Выверт его логики мне показался не очень понятным, и пришлось на всякий случай уточнить.
– Капитан, насколько я понимаю, раньше они были на плечах. А теперь – плечи здесь, а голов нет.
– Не могли же они сами с кольев посниматься да сюда в кучки пристроиться? – он смотрел на меня почти весело. – Так что искать их будем там, где оставили – вдоль дороги на север. Забыл, что ли?
Забыл? Может, и забыл. А может, и не знал – дни сразу после боя мне помнились достаточно смутно.
– Ага. А зачем они там?
Меченый почесал давно не бритую щетину, ругнулся вполголоса, а потом мне тихо пробормотал.
– Ты меня не пугай. Если у меня умишко за горизонт побежит, то ничего, трое– не факт, но пятеро удержат. А тебя кто держать рискнет? Сумасшедшего магика мне на мою старую лысину не хватало.
– Чего-то я тебя не сильно понимаю, капитан.
– А что понимать, если ты сам это предложил?
Похоже, мы начинали играть в загадки, причем по правилам мне совершенно не понятным. Чего я там предложил-то? И когда успел? Я почувствовал, как в глазах плывет. Провал памяти? Лихорадочно перебирал не такие уж и давние события. Бой. Алифи. Ритуал прощания и вазы с пеплом. Пьянка с Меченым. Стоп. Может, тогда что сболтнул?
– Ладно тебе подначивать, лучше напомни, что я предложил. Серьезно, ничего не помню.

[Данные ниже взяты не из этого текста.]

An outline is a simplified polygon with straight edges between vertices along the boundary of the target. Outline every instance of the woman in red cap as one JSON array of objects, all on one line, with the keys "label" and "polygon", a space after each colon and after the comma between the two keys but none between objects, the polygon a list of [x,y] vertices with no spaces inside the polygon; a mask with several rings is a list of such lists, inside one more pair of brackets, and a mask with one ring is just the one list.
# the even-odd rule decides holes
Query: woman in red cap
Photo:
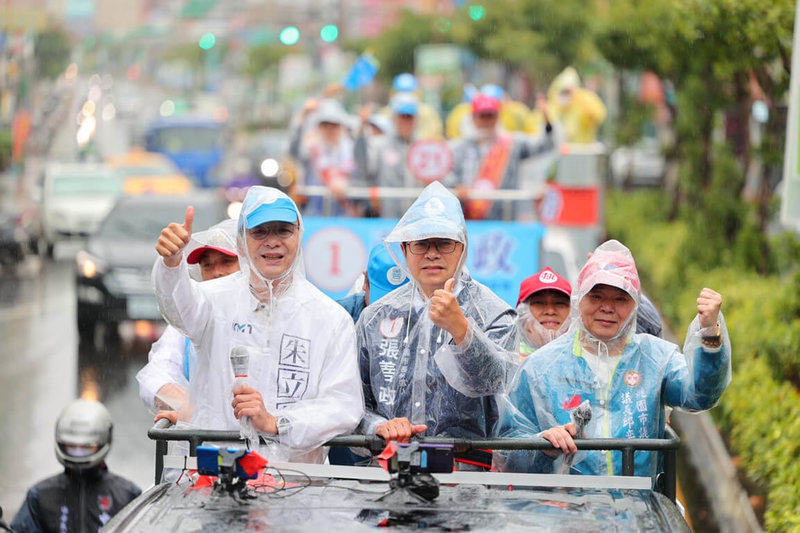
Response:
[{"label": "woman in red cap", "polygon": [[517,331],[522,359],[569,329],[572,286],[550,267],[545,267],[519,286]]}]

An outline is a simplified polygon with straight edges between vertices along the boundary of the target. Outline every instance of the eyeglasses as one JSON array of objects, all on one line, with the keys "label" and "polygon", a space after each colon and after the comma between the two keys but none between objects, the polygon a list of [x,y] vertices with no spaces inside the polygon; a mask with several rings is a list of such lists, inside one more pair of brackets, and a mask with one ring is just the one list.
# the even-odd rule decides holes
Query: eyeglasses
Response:
[{"label": "eyeglasses", "polygon": [[428,239],[407,242],[406,249],[414,255],[422,255],[427,253],[433,245],[440,254],[452,254],[456,249],[456,244],[459,242],[452,239]]},{"label": "eyeglasses", "polygon": [[296,229],[297,226],[294,224],[261,224],[260,226],[256,226],[253,229],[247,230],[247,234],[257,241],[263,241],[272,233],[277,235],[279,239],[286,240],[294,235]]}]

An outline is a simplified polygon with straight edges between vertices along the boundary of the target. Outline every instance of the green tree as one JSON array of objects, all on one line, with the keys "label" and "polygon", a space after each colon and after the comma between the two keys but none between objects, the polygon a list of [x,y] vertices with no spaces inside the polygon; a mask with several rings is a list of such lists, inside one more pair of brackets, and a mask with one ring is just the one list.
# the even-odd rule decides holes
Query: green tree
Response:
[{"label": "green tree", "polygon": [[[772,264],[765,235],[768,178],[783,145],[785,118],[777,104],[788,89],[793,14],[791,0],[618,0],[601,11],[596,43],[606,59],[620,69],[653,70],[675,86],[672,154],[680,180],[673,212],[682,209],[692,221],[702,217],[704,233],[713,235],[705,243],[712,253],[700,245],[695,250],[701,263],[744,252],[737,246],[741,234],[759,253],[728,259],[761,272]],[[753,80],[770,108],[759,147],[749,144]],[[740,142],[716,143],[731,119],[740,125]],[[756,156],[762,175],[751,206],[742,196],[743,176]]]},{"label": "green tree", "polygon": [[258,78],[271,67],[277,65],[289,51],[289,48],[279,44],[253,46],[247,51],[245,72],[253,78]]},{"label": "green tree", "polygon": [[414,72],[414,50],[421,44],[450,42],[449,35],[436,27],[436,17],[403,11],[400,21],[379,37],[367,41],[380,61],[378,77],[390,82],[402,72]]},{"label": "green tree", "polygon": [[55,79],[69,64],[69,35],[62,28],[48,28],[36,37],[34,59],[39,77]]},{"label": "green tree", "polygon": [[546,85],[567,65],[586,66],[594,58],[595,7],[581,0],[495,0],[472,20],[469,7],[452,25],[453,40],[477,57],[522,69]]}]

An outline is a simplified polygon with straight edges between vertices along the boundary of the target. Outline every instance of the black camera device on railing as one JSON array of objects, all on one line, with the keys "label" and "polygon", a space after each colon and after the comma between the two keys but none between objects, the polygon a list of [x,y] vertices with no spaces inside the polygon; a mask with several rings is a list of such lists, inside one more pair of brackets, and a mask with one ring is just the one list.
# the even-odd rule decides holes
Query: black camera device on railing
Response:
[{"label": "black camera device on railing", "polygon": [[455,452],[445,444],[393,443],[394,453],[387,457],[386,465],[393,490],[405,489],[431,501],[439,496],[439,481],[431,474],[447,474],[453,471]]}]

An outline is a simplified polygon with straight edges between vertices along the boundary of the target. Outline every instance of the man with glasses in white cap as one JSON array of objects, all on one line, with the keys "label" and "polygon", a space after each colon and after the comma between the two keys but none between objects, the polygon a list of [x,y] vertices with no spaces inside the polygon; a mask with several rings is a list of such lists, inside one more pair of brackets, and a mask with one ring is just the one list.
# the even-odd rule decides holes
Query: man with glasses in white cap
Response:
[{"label": "man with glasses in white cap", "polygon": [[[432,183],[384,242],[411,282],[367,307],[356,325],[367,410],[360,429],[400,442],[489,436],[494,395],[516,369],[515,312],[464,268],[458,199]],[[480,468],[491,455],[456,460]]]},{"label": "man with glasses in white cap", "polygon": [[[153,283],[166,320],[197,346],[192,425],[269,439],[267,458],[321,462],[320,446],[352,431],[363,413],[350,316],[306,280],[303,222],[281,191],[251,187],[239,215],[237,274],[198,284],[182,253],[194,212],[164,228]],[[249,355],[249,384],[234,388],[230,354]],[[241,372],[242,370],[239,370]]]}]

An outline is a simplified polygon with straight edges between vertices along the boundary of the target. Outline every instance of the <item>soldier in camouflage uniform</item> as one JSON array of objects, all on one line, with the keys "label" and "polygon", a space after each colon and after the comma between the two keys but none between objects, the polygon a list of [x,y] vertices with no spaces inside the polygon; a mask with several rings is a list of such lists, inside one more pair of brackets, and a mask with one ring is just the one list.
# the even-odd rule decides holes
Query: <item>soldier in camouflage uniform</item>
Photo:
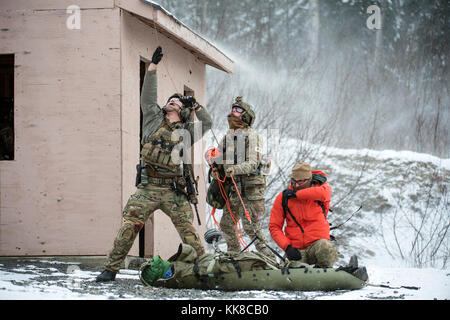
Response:
[{"label": "soldier in camouflage uniform", "polygon": [[[137,234],[157,209],[170,217],[184,243],[192,246],[198,255],[204,253],[200,237],[192,224],[193,212],[184,191],[186,180],[180,160],[184,160],[182,157],[188,152],[183,155],[179,147],[185,143],[189,148],[199,140],[211,128],[212,120],[207,110],[193,97],[174,94],[166,106],[158,106],[156,65],[161,58],[162,50],[158,47],[142,87],[141,182],[123,210],[122,226],[107,256],[105,270],[97,281],[115,279]],[[195,112],[199,122],[189,121],[191,112]],[[201,130],[200,134],[197,129]]]},{"label": "soldier in camouflage uniform", "polygon": [[[205,253],[198,256],[188,244],[180,244],[178,251],[168,261],[159,255],[141,265],[140,279],[147,286],[155,285],[159,279],[179,279],[189,276],[209,277],[211,274],[223,275],[231,272],[277,270],[276,261],[259,252],[221,252]],[[201,280],[200,280],[201,281]],[[180,283],[181,286],[181,283]]]},{"label": "soldier in camouflage uniform", "polygon": [[228,115],[230,130],[223,137],[219,149],[223,154],[223,167],[227,176],[232,176],[239,188],[239,193],[247,209],[250,220],[245,215],[234,185],[231,187],[230,208],[225,206],[220,220],[220,228],[224,233],[228,251],[241,251],[238,238],[237,222],[241,220],[245,233],[250,239],[258,237],[256,249],[274,259],[274,254],[266,247],[266,237],[261,231],[260,219],[264,214],[264,191],[266,188],[266,172],[269,163],[262,155],[262,137],[251,126],[255,121],[255,113],[251,106],[237,97]]},{"label": "soldier in camouflage uniform", "polygon": [[[139,277],[146,286],[166,288],[308,291],[361,289],[369,278],[366,268],[358,266],[356,255],[346,266],[317,272],[312,269],[312,265],[299,261],[279,264],[260,252],[222,252],[216,248],[214,253],[197,256],[183,243],[168,260],[156,255],[144,262]],[[262,270],[266,271],[258,272]]]}]

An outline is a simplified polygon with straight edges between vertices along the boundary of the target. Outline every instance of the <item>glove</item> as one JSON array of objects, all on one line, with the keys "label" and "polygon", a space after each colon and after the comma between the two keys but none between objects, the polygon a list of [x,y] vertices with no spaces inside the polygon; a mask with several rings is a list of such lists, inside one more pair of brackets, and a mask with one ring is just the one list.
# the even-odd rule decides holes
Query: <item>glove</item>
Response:
[{"label": "glove", "polygon": [[291,198],[296,198],[297,194],[294,190],[291,189],[286,189],[283,191],[283,195],[286,196],[286,198],[291,199]]},{"label": "glove", "polygon": [[152,56],[152,63],[158,64],[163,57],[162,48],[158,47],[156,48],[155,52],[153,52]]},{"label": "glove", "polygon": [[197,100],[195,100],[192,96],[182,96],[180,98],[180,101],[182,104],[184,104],[185,107],[192,109],[196,104]]},{"label": "glove", "polygon": [[288,245],[286,248],[286,255],[289,260],[301,260],[302,254],[300,250],[293,248],[291,245]]}]

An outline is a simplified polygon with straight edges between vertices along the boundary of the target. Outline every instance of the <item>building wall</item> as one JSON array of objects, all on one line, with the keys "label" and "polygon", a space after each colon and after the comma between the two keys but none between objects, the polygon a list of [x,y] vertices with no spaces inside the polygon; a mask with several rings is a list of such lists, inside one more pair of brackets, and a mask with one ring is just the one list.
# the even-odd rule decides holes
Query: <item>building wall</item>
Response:
[{"label": "building wall", "polygon": [[[184,86],[194,90],[196,99],[205,102],[206,80],[205,64],[198,61],[192,53],[183,49],[179,44],[167,38],[150,25],[139,20],[136,16],[123,10],[121,14],[121,48],[122,48],[122,157],[123,157],[123,193],[124,206],[134,187],[136,164],[139,161],[139,62],[141,58],[151,59],[157,46],[163,48],[164,57],[158,64],[158,104],[164,105],[167,98],[174,92],[183,93]],[[197,159],[203,153],[202,142],[194,146]],[[194,167],[196,175],[200,176],[199,213],[202,226],[199,233],[203,235],[205,227],[205,176],[204,166]],[[202,200],[203,199],[203,200]],[[194,212],[194,226],[197,218]],[[145,225],[145,254],[159,254],[163,258],[172,255],[181,238],[178,236],[170,219],[157,210],[152,219]],[[130,254],[138,254],[138,241],[135,241]]]},{"label": "building wall", "polygon": [[0,53],[15,54],[15,159],[0,161],[0,255],[105,254],[123,205],[120,10],[78,1],[81,29],[70,30],[71,1],[31,3],[0,5]]},{"label": "building wall", "polygon": [[[0,255],[104,255],[134,193],[139,158],[139,63],[161,45],[158,101],[186,85],[205,102],[205,64],[114,6],[80,0],[4,0],[0,54],[15,55],[15,158],[0,161]],[[202,159],[202,142],[194,146]],[[205,231],[204,165],[199,212]],[[194,213],[194,225],[197,226]],[[155,226],[155,227],[154,227]],[[168,257],[181,242],[162,211],[146,224],[146,255]],[[138,241],[130,254],[138,254]]]}]

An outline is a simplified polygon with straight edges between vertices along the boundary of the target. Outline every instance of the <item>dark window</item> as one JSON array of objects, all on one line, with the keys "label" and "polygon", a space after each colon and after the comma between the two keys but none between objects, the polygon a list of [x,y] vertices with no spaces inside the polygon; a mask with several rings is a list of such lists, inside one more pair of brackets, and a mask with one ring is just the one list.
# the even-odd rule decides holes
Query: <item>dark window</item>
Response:
[{"label": "dark window", "polygon": [[0,54],[0,160],[14,160],[14,54]]}]

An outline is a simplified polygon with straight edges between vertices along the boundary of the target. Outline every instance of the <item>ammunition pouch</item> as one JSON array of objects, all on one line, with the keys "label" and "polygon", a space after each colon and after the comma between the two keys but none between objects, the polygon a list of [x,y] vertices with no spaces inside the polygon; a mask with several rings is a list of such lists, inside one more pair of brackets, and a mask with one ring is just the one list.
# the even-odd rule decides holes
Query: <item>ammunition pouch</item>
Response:
[{"label": "ammunition pouch", "polygon": [[154,178],[154,177],[148,177],[148,183],[156,184],[156,185],[172,185],[174,183],[175,179],[173,178]]},{"label": "ammunition pouch", "polygon": [[175,145],[175,143],[163,139],[151,140],[142,147],[142,159],[148,164],[176,173],[180,165],[172,161],[172,151]]}]

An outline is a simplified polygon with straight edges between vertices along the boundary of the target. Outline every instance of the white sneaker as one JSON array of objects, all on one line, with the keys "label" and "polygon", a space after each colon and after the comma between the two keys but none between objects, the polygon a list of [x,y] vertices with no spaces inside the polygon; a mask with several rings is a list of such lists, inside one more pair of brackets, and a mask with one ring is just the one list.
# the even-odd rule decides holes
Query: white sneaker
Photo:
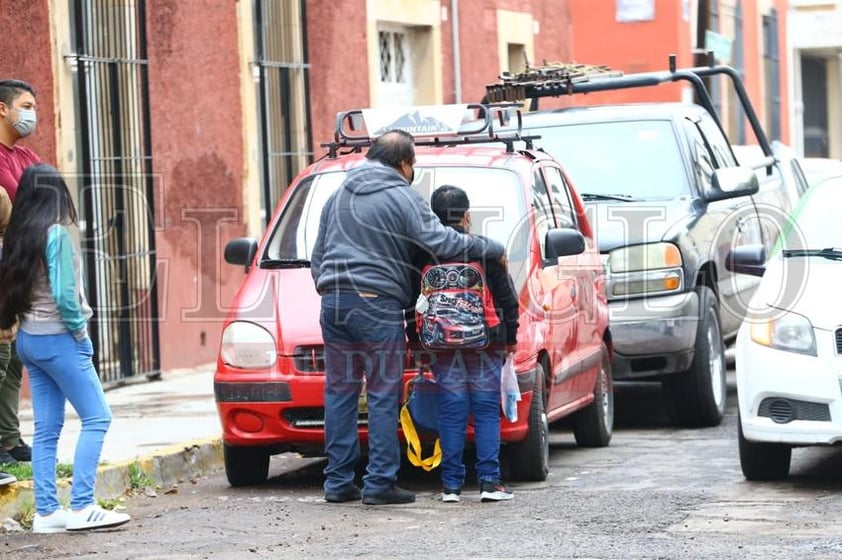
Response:
[{"label": "white sneaker", "polygon": [[117,513],[102,509],[96,504],[91,504],[79,511],[67,513],[68,531],[87,531],[89,529],[104,529],[106,527],[119,527],[132,520],[127,513]]},{"label": "white sneaker", "polygon": [[35,514],[32,520],[33,533],[64,533],[67,528],[67,510],[57,509],[49,515]]},{"label": "white sneaker", "polygon": [[507,486],[499,480],[488,481],[483,480],[479,483],[480,501],[481,502],[500,502],[503,500],[511,500],[515,497]]},{"label": "white sneaker", "polygon": [[462,490],[459,488],[456,489],[449,489],[445,488],[441,491],[441,501],[445,503],[456,503],[459,501],[459,494],[462,493]]}]

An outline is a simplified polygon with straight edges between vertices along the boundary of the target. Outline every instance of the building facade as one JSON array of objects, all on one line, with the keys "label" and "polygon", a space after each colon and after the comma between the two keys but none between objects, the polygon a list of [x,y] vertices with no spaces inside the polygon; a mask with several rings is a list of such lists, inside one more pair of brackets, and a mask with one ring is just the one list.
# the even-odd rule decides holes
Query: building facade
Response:
[{"label": "building facade", "polygon": [[791,0],[789,37],[793,145],[842,159],[842,2]]},{"label": "building facade", "polygon": [[[76,193],[98,365],[120,383],[216,359],[242,278],[225,242],[262,233],[338,111],[478,102],[501,72],[557,60],[633,72],[676,53],[686,66],[704,28],[731,41],[724,61],[764,122],[781,115],[786,141],[788,74],[769,46],[783,44],[783,3],[33,0],[0,10],[14,30],[0,35],[0,76],[38,90],[26,144]],[[724,89],[717,103],[739,135]]]}]

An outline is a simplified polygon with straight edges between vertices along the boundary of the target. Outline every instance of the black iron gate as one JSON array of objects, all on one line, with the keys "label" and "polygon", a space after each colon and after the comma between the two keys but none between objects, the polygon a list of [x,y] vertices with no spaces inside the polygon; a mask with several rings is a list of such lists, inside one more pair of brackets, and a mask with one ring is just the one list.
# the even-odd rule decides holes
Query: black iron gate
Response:
[{"label": "black iron gate", "polygon": [[254,0],[263,214],[313,160],[304,0]]},{"label": "black iron gate", "polygon": [[116,384],[160,375],[145,1],[72,6],[91,339]]}]

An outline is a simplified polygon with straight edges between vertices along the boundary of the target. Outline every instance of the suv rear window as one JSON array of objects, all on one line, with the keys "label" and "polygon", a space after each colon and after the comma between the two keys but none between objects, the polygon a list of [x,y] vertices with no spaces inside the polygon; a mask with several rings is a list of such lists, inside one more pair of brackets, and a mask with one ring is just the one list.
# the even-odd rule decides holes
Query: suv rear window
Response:
[{"label": "suv rear window", "polygon": [[530,128],[582,194],[673,199],[690,194],[670,121],[593,122]]}]

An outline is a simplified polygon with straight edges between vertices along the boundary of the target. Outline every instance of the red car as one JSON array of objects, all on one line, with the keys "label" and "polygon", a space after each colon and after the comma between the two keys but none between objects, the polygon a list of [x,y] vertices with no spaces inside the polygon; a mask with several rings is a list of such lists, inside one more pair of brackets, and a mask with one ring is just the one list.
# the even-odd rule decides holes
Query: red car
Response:
[{"label": "red car", "polygon": [[[520,299],[515,369],[522,400],[516,422],[502,418],[501,459],[507,478],[543,480],[550,422],[572,417],[579,445],[605,446],[611,439],[604,268],[582,201],[561,165],[544,152],[515,150],[511,133],[495,136],[493,110],[461,106],[459,114],[474,107],[484,117],[473,134],[439,130],[434,138],[416,137],[412,187],[428,199],[443,184],[465,189],[474,233],[506,246]],[[214,376],[225,470],[234,486],[264,481],[272,454],[324,454],[320,300],[308,259],[323,204],[346,172],[364,160],[360,149],[342,154],[342,148],[371,141],[359,132],[360,113],[337,119],[337,142],[293,180],[262,240],[239,238],[226,246],[226,261],[246,271],[226,319]],[[353,135],[346,132],[349,122],[356,123]],[[408,356],[407,380],[417,373],[413,363]],[[359,435],[365,445],[365,406]],[[472,441],[470,426],[468,437]]]}]

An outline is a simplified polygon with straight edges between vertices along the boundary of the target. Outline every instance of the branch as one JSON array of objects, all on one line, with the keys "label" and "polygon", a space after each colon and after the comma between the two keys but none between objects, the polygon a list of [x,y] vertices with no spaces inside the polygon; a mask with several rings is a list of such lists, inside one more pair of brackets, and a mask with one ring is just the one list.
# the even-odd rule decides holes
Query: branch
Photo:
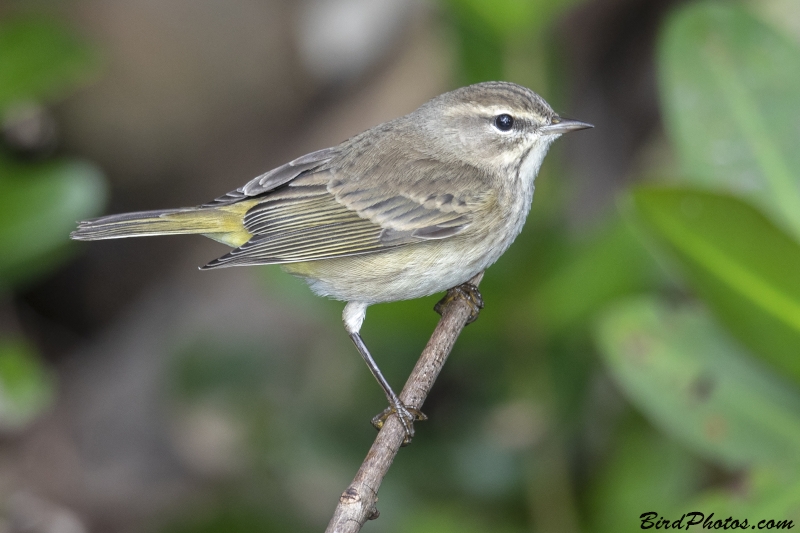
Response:
[{"label": "branch", "polygon": [[[483,272],[469,280],[469,283],[477,287],[482,278]],[[422,408],[472,309],[463,298],[454,298],[445,303],[441,311],[442,319],[433,330],[428,345],[400,393],[400,400],[409,407]],[[378,509],[375,507],[378,489],[404,438],[405,432],[400,421],[396,416],[390,416],[372,443],[353,482],[339,498],[326,533],[357,533],[367,520],[378,518]]]}]

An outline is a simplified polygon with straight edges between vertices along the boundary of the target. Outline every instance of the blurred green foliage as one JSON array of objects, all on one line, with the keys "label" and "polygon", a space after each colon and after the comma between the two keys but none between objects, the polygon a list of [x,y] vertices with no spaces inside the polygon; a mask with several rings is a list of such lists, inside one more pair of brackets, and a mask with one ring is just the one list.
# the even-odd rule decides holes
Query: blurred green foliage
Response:
[{"label": "blurred green foliage", "polygon": [[[98,57],[93,47],[50,19],[2,20],[3,128],[13,127],[15,109],[55,103],[89,82],[99,72]],[[104,197],[102,174],[91,163],[33,160],[0,142],[0,298],[60,264],[71,250],[68,235],[75,220],[98,213]],[[0,331],[0,427],[21,429],[53,397],[53,379],[36,350],[19,333]]]},{"label": "blurred green foliage", "polygon": [[0,431],[24,428],[53,400],[53,377],[33,349],[0,339]]},{"label": "blurred green foliage", "polygon": [[582,1],[442,0],[458,45],[459,84],[510,80],[540,85],[545,34],[553,21]]},{"label": "blurred green foliage", "polygon": [[586,531],[638,530],[639,514],[658,509],[669,516],[707,477],[707,469],[685,447],[639,417],[627,417],[613,438],[609,457],[589,483]]},{"label": "blurred green foliage", "polygon": [[663,275],[634,228],[622,219],[609,226],[575,246],[537,287],[530,301],[537,327],[547,334],[570,331],[609,301],[662,283]]},{"label": "blurred green foliage", "polygon": [[636,209],[730,331],[800,382],[800,245],[746,202],[641,188]]},{"label": "blurred green foliage", "polygon": [[702,309],[624,301],[598,325],[624,392],[666,433],[731,469],[800,468],[800,391],[765,371]]},{"label": "blurred green foliage", "polygon": [[0,290],[58,264],[75,221],[97,213],[102,174],[81,160],[18,162],[0,155]]},{"label": "blurred green foliage", "polygon": [[727,477],[639,509],[796,523],[800,50],[723,2],[677,9],[659,50],[662,110],[683,176],[679,188],[639,187],[624,205],[691,290],[681,299],[695,301],[668,305],[656,293],[614,304],[596,338],[631,403]]},{"label": "blurred green foliage", "polygon": [[99,73],[97,50],[53,20],[18,16],[0,24],[0,110],[51,103]]},{"label": "blurred green foliage", "polygon": [[659,50],[664,121],[686,179],[752,199],[800,236],[800,49],[735,3],[678,10]]}]

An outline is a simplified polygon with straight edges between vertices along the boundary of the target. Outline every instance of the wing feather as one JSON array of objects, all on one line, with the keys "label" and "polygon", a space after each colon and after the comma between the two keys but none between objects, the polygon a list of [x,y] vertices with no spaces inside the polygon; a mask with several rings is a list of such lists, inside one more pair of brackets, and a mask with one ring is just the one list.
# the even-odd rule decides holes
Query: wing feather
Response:
[{"label": "wing feather", "polygon": [[270,170],[260,176],[257,176],[247,182],[244,186],[231,191],[227,194],[215,198],[214,200],[203,204],[200,207],[219,207],[222,205],[230,205],[253,196],[258,196],[270,191],[273,191],[285,185],[286,183],[297,179],[304,173],[313,172],[315,169],[321,167],[330,161],[336,154],[335,148],[325,148],[311,152],[302,157],[298,157],[293,161],[289,161],[277,168]]},{"label": "wing feather", "polygon": [[494,198],[485,189],[459,194],[457,176],[437,175],[442,165],[435,162],[413,161],[389,174],[373,167],[375,179],[366,180],[349,176],[331,154],[314,152],[215,200],[261,195],[244,215],[252,238],[204,268],[314,261],[449,238]]}]

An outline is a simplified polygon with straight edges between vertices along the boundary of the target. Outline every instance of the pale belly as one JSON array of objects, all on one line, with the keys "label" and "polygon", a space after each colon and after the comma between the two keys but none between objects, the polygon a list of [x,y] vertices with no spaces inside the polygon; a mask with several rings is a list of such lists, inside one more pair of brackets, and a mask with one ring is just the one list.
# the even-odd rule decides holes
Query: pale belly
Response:
[{"label": "pale belly", "polygon": [[507,247],[493,239],[429,241],[282,268],[305,278],[320,296],[373,304],[420,298],[460,285],[497,261]]}]

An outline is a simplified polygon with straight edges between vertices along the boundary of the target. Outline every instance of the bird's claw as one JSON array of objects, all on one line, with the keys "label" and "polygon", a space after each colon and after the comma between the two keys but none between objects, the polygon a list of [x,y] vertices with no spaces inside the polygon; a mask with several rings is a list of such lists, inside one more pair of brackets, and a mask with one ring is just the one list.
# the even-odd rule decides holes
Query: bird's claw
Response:
[{"label": "bird's claw", "polygon": [[400,420],[400,423],[403,425],[403,430],[406,433],[402,446],[408,446],[411,444],[411,439],[414,438],[414,422],[417,420],[428,419],[428,417],[425,416],[425,414],[419,409],[403,405],[398,401],[391,402],[389,407],[375,415],[375,417],[372,419],[372,425],[375,426],[375,429],[381,429],[386,423],[386,420],[393,414],[397,415],[397,418]]},{"label": "bird's claw", "polygon": [[448,290],[444,298],[433,306],[433,310],[441,315],[444,312],[445,306],[457,299],[462,299],[469,304],[470,313],[469,318],[467,318],[467,324],[475,322],[478,319],[478,314],[480,314],[481,309],[483,309],[483,296],[481,296],[478,287],[469,282],[462,283]]}]

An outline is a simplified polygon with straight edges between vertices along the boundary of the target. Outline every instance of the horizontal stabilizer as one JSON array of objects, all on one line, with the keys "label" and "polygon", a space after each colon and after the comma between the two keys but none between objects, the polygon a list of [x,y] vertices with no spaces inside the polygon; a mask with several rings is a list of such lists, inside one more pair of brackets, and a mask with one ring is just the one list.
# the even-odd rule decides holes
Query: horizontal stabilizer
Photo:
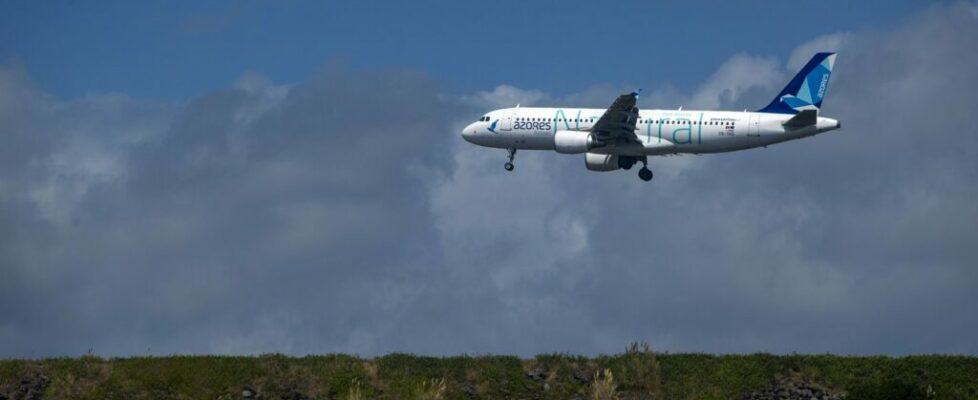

Меченый пристально посмотрел, покачал головой, но ответил:
– На колья головы Рорка насадить и вдоль дороги к Аюр расставить. Чтоб, значит, «если пойдут силы Света нас убивать, то почтением и пониманием прониклись», – он деланно продекламировал чьи-то напыщенные слова. Это что? Я так на самом деле разговариваю? Меченый снова ухмыльнулся. – Бред, само собой, больно надо лаорцам то почтение, но Глыба поддержал, так что не найдешь ты тут черепов, не ищи.
Ну, не ищи, так не ищи. Тем более, что старые, обветшалые ворота и черные, как уголь костра, стены города были уже близко, правда, никто не спешил их открывать и спешить нам навстречу. Повымерли они там, что ли? Или так непогоды испугались? Учитывая то, как мы расстались с офицерами Алифи, пришедшими на свою беду нам на помощь, могло случиться что угодно.
– Что-то тихо, – Меченый, словно читая мои мысли, тоже внимательно осматривал тонущую в белой пелене городскую стену. Ни малейшего движения, ни случайной головы – пусто. – Странно все.
Он подал знак и отряд остановился. Каков в этом смысл, учитывая, что прятаться все равно было поздно, не знаю. Мы стояли как на ладони, даже в такую погоду не заметить нас было сложно. Но, с другой стороны, кто здесь офицер со стажем? Ему видней. Так что никто не оспорил, не задал вопрос. Остановились. Стреножили лошадей прямо на дороге, за несколько сот шагов до ворот.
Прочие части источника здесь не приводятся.